Living in Feasterville, Finkelstein has worked with his colleagues for a little more than a year on developing the game and, on the heels of the new funding round, is focused on building a business, not just a single app.

“Our intention for Turf is not a one off game that becomes abandonware,” he said. “We are building out a platform that we plan to release expansions on for as long as our users support and love us.”

Watch a Turf promo video with a Wes Anderson feel.

Finkelstein assures players that “What you see now is just a shell that we put out there that shows the possibilities of what geo-location gaming is capable of,” and promises things to come. “We’ve got a lot in store to keep our players engaged.”

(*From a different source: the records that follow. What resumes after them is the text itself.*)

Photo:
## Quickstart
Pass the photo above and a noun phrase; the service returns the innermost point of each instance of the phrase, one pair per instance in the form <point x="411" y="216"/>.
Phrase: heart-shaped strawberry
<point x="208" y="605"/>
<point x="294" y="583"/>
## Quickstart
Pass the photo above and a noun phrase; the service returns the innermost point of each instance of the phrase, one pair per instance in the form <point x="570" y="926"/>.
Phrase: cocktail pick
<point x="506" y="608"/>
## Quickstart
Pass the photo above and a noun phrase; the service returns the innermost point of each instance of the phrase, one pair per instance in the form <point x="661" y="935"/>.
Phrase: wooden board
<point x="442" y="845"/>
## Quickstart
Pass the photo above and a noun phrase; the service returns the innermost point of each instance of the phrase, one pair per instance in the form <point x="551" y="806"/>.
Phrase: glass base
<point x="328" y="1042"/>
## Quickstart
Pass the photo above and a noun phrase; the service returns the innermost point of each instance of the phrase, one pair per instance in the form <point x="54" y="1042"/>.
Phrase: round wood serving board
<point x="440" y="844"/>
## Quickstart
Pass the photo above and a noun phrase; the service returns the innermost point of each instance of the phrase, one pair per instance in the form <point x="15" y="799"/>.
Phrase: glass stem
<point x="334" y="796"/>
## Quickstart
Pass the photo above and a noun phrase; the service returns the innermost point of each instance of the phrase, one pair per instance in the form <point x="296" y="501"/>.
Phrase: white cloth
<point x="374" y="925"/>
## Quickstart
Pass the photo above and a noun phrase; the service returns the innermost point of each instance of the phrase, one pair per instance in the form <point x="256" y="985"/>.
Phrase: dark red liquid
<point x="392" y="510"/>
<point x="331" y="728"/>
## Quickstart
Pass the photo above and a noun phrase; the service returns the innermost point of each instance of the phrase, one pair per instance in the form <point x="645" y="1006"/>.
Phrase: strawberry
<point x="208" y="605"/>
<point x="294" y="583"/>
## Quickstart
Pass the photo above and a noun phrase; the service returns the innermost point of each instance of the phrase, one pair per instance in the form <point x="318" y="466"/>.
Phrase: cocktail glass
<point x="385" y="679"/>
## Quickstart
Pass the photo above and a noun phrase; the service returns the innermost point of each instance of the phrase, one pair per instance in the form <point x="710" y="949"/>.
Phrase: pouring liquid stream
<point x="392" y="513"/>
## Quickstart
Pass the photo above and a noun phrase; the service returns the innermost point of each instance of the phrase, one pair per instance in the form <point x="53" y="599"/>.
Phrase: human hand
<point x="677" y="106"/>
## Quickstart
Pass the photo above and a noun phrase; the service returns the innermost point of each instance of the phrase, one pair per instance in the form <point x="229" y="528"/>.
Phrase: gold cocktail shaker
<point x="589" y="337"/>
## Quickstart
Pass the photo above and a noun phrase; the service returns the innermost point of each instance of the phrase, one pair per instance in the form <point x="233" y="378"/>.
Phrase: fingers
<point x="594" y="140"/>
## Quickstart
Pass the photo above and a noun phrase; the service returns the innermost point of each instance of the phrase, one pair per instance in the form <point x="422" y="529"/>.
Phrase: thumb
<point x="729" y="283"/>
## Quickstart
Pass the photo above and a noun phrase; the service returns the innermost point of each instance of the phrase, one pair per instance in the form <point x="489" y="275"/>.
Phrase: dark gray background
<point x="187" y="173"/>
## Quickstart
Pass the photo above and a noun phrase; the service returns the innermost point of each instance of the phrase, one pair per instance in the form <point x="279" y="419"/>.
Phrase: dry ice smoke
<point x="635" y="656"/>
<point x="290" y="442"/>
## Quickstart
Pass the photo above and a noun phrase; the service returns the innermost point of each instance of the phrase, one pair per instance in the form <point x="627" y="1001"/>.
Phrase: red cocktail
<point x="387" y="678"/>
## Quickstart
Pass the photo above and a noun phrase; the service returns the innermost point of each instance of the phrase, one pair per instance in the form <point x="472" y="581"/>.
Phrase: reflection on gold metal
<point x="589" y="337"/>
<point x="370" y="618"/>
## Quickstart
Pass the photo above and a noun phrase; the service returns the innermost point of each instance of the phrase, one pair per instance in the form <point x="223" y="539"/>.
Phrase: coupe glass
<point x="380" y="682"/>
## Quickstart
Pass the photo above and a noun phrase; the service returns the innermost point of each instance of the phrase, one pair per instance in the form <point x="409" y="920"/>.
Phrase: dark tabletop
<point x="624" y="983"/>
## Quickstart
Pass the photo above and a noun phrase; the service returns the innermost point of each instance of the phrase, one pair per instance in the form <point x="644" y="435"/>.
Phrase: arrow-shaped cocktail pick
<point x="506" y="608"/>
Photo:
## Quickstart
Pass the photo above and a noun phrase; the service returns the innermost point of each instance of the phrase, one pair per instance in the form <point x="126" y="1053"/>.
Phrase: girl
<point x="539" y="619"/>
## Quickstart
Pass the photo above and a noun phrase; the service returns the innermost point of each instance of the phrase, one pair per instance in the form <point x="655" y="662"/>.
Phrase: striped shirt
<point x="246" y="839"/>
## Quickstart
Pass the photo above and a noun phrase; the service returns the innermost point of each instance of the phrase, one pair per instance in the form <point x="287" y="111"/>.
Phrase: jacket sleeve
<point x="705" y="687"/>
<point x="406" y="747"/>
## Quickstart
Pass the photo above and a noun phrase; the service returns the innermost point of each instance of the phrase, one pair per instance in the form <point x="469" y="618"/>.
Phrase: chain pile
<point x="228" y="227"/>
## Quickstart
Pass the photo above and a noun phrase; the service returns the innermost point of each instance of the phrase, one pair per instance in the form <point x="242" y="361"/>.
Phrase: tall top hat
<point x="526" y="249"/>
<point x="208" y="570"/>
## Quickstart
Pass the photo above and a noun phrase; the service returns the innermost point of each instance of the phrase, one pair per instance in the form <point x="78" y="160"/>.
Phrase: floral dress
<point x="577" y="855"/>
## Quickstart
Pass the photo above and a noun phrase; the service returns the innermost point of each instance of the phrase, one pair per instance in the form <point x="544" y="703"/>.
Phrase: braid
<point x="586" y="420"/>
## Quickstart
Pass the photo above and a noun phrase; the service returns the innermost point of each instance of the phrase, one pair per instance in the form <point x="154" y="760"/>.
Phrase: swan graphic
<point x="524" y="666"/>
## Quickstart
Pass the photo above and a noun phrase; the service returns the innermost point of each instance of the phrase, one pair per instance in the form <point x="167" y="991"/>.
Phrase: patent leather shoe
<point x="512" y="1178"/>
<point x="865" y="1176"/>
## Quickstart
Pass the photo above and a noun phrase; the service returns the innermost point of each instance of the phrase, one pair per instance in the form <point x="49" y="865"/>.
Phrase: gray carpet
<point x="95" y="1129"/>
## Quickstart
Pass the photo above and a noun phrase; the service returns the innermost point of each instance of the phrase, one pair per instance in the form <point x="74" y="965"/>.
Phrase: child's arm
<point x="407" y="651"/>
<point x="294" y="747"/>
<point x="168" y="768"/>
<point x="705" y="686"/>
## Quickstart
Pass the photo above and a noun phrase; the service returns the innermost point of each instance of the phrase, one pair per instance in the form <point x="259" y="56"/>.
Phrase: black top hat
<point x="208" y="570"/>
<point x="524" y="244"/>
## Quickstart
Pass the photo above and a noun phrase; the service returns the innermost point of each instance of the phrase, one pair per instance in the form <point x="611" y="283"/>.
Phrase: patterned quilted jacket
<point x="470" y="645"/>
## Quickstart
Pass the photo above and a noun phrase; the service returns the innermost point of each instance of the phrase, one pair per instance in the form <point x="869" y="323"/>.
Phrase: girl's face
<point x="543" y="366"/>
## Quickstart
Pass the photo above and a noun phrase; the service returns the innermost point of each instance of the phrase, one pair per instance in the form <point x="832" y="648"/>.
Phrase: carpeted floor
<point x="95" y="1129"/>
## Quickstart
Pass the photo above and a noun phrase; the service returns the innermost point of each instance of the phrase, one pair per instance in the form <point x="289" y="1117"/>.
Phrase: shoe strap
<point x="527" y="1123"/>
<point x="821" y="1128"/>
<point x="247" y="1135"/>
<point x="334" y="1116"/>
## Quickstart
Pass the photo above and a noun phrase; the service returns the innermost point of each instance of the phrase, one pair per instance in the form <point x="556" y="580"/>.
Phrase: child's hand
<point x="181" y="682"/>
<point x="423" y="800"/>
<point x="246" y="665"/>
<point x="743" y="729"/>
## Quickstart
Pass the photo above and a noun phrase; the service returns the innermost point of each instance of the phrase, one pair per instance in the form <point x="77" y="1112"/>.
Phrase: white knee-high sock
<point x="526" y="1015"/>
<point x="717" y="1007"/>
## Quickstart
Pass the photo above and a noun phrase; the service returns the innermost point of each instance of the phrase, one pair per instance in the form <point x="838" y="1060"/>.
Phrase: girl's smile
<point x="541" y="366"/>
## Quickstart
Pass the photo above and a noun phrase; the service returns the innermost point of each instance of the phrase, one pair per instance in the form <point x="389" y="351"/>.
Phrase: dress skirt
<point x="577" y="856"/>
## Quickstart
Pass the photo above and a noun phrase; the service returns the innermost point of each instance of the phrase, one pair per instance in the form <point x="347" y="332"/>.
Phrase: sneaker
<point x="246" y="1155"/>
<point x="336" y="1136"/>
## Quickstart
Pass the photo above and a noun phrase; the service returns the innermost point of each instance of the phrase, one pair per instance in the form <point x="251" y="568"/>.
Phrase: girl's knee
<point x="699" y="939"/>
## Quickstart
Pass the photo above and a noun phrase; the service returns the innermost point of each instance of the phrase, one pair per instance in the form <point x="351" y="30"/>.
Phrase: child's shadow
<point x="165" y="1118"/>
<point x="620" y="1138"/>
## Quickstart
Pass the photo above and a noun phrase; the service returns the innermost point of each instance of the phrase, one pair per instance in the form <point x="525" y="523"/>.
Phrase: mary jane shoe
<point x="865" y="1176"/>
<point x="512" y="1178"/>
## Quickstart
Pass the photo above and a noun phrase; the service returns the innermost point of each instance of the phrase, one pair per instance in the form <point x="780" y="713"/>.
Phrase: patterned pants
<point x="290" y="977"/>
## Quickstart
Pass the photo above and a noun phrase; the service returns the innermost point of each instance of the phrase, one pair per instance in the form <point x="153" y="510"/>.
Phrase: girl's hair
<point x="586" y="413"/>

After meeting his colleague Tseng, the vision and art behind the game, through a Kickstarter campaign, Finkelstein became hooked on the vision for what Turf could be.

“I probably re-watched the video over 10 times when I was first introduced to it,” he said. “I made it my mission to meet him and find out more about what his vision is and where he wanted to take Turf.”

The pair hit it off and Finkelstein began to work part-time on the project after-hours from his full-time consulting work for Thomson Reuters in New York City’s Times Square (The other two are rooted in NYC, the orbit of which Turf is being placed in coverage). Soon after, he became so enamored that he wanted to fully devote himself to the game’s development.

“From there, everything just progressed naturally and I eventually left my consulting job to work on Turf full-time, as part time was no longer cutting it,” Finkelstein said. “Turf requires 200 percent of my availability and I am currently not doing anything else.”

While the trio do plan to add additional revenue streams to their business model, it is clear that developing it has been a labor of love.

“We currently have in-app purchases players can make in order to further enrich their game play experience,” he said. “However, our immediate goal right now is to simply make the game an amazing experience for everyone downloading it.”